A aposta nos bastidores é de que, a preços de hoje, um dos testes será a reforma tributária, caso o governo insista em enviar o imposto sobre transações eletrônicas, a nova CPMF. Embora Bolsonaro tenha dado sinal verde ao ministro da Economia, Paulo Guedes, para levar a ideia adiante, a discussão sofre muita resistência no Congresso. O assunto será levantado na próxima reunião da comissão mista, que discute a reforma tributária, nesta quarta-feira, e que contará com a participação de Guedes.

Fake news
Na volta do recesso, o Judiciário deve enfrentar uma série de assuntos polêmicos, a começar pela retomada da discussão sobre o foro privilegiado. O presidente do Supremo Tribunal Federal (STF), Dias Toffoli, suspendeu duas investigações contra o senador José Serra (PSDB-SP) e um mandado de busca e apreensão no gabinete do parlamentar. O ministro Gilmar Mendes, relator dos casos, deverá decidir se mantém as decisões do colega.

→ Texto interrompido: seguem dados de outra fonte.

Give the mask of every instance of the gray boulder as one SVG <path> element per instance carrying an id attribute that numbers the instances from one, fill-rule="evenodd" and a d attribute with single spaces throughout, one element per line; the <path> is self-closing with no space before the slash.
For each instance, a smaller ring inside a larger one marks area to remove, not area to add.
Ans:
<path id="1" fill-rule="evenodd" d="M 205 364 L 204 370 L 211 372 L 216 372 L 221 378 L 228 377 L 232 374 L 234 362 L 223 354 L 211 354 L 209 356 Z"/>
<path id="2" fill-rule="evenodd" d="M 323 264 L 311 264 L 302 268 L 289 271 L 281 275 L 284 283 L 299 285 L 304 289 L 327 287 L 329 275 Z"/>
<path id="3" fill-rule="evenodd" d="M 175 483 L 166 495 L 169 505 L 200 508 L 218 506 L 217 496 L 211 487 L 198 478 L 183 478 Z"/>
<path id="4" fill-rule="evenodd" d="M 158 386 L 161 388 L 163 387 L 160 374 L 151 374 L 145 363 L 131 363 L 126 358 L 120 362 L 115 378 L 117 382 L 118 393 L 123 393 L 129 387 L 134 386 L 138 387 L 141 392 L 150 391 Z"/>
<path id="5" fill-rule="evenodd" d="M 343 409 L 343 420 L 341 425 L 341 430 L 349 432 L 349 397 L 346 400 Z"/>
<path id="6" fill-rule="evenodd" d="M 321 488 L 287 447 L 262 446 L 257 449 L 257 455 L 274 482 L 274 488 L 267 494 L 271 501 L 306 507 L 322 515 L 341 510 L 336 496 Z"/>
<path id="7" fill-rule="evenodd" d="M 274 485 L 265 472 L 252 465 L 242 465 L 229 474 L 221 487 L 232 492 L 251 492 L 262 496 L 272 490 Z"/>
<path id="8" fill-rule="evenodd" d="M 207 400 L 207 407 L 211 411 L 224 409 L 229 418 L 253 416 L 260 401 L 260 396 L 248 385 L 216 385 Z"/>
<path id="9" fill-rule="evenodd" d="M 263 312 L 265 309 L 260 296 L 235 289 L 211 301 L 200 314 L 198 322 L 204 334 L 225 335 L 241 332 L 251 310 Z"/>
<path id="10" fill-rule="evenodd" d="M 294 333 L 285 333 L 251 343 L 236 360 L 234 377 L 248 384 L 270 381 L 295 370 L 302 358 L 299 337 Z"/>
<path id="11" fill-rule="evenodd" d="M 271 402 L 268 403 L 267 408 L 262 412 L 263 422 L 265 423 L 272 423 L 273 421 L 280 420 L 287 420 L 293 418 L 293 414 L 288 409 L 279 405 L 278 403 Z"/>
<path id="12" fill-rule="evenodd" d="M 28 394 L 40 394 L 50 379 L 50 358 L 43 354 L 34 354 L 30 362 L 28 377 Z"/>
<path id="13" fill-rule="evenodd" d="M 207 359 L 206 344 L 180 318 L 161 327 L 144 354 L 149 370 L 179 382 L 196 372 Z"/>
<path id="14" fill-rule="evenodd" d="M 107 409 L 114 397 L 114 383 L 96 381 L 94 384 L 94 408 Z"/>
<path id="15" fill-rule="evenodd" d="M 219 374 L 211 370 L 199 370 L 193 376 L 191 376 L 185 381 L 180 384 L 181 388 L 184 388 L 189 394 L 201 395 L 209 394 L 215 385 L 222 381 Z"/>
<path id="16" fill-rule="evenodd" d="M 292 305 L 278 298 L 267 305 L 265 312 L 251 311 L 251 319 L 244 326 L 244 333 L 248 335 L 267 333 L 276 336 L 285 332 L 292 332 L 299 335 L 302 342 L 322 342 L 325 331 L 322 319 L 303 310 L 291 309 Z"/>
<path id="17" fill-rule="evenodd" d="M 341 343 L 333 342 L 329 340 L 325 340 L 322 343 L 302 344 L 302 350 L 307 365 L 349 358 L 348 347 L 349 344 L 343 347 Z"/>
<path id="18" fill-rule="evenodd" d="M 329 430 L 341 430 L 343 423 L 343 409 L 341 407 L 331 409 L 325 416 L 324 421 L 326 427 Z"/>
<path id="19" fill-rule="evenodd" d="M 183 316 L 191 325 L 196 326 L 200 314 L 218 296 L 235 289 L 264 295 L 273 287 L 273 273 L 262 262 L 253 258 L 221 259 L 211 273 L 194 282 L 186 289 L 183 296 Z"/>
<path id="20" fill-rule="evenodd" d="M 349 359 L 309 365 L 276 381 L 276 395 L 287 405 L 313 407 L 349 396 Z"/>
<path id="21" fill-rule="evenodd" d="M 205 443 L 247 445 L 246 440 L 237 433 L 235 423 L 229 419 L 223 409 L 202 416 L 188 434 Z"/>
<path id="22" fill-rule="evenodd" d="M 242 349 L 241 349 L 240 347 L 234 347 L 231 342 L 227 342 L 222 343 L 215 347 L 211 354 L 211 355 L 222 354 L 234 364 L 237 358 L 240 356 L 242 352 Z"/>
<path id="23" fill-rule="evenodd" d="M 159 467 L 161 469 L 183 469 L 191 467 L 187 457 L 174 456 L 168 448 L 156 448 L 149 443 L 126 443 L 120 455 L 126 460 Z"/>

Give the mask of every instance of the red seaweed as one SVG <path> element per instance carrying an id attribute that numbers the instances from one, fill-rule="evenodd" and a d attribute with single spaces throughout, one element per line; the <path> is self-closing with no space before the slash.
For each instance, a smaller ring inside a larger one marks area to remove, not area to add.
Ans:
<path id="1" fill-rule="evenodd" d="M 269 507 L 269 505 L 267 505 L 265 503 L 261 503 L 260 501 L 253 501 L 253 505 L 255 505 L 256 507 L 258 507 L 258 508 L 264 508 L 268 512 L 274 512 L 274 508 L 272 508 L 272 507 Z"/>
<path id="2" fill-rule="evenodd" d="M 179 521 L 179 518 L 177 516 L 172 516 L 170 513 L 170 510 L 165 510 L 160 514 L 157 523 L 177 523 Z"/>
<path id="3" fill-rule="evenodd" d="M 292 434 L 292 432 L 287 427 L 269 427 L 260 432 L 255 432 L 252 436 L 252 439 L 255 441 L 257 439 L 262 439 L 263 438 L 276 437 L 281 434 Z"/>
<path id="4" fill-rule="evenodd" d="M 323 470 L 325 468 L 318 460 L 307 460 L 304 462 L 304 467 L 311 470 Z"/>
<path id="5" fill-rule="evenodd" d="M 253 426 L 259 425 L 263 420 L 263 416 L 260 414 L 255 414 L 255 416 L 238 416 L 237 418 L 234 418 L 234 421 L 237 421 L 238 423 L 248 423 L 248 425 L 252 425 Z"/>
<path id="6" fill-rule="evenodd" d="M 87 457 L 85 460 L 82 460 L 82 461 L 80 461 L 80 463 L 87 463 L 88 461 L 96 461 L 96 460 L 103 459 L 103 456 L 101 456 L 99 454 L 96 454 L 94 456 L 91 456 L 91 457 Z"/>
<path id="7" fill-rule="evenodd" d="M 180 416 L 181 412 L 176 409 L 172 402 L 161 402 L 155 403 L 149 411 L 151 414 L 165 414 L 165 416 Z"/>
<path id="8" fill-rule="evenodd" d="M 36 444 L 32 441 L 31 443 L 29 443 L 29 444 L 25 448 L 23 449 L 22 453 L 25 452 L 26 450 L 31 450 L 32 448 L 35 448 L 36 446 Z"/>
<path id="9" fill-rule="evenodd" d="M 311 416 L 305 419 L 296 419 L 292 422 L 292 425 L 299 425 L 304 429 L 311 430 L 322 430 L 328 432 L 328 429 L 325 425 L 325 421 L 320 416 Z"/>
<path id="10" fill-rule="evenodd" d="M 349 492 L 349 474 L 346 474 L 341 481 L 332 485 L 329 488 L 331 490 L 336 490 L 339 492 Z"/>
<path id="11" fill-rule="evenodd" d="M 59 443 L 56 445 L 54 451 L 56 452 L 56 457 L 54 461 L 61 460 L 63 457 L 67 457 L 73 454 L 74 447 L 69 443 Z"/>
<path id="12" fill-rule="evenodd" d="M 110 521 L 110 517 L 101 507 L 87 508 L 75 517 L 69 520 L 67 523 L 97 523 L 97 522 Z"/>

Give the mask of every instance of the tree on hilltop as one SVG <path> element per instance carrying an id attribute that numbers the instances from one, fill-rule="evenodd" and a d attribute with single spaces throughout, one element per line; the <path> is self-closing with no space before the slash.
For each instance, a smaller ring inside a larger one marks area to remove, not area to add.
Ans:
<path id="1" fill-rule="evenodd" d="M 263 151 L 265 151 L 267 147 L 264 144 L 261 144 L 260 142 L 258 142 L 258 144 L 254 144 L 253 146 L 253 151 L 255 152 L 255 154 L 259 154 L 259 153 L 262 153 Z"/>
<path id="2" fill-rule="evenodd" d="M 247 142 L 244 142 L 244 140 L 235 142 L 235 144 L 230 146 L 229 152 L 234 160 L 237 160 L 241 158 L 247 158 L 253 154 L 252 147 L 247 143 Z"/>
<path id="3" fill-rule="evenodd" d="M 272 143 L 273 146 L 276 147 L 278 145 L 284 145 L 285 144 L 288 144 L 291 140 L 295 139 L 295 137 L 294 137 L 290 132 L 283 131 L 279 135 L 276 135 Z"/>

Além do caso do tucano, o Supremo deve julgar uma ação que questiona o foro privilegiado concedido ao senador Flávio Bolsonaro (Republicanos-RJ), pelo Tribunal de Justiça do Rio de Janeiro, no caso das rachadinhas. A situação de Fabrício Queiroz, que teria atuado no esquema, também volta ao radar. O ministro do Superior Tribunal de Justiça (STJ) Félix Fisher, relator do caso, decidirá se o ex-assessor de Flávio continuará em prisão domiciliar, concedida pelo presidente da Corte, João Otávio Noronha.

Também deve ir a debate a suspensão internacional de contas do Twitter e do Facebook de bolsonaristas, discussão que faz parte do inquérito das fake news e investiga ofensas e informações falsas contra os ministros do Supremo. As duas empresas disseram que vão recorrer da decisão do ministro Alexandre de Moraes.

Outra pauta polêmica, no STF, é o julgamento do pedido de suspeição do ex-juiz Sergio Moro, feito pela defesa do ex-presidente Luiz Inácio Lula da Silva. Também no âmbito da Lava-Jato, pode ir a debate a decisão do compartilhamento completo de dados da força-tarefa com a Procuradoria-Geral da República (PGR), decisão tomada por Toffoli durante o recesso. O relator, Edson Fachin, pode pedir a inclusão do assunto em pauta.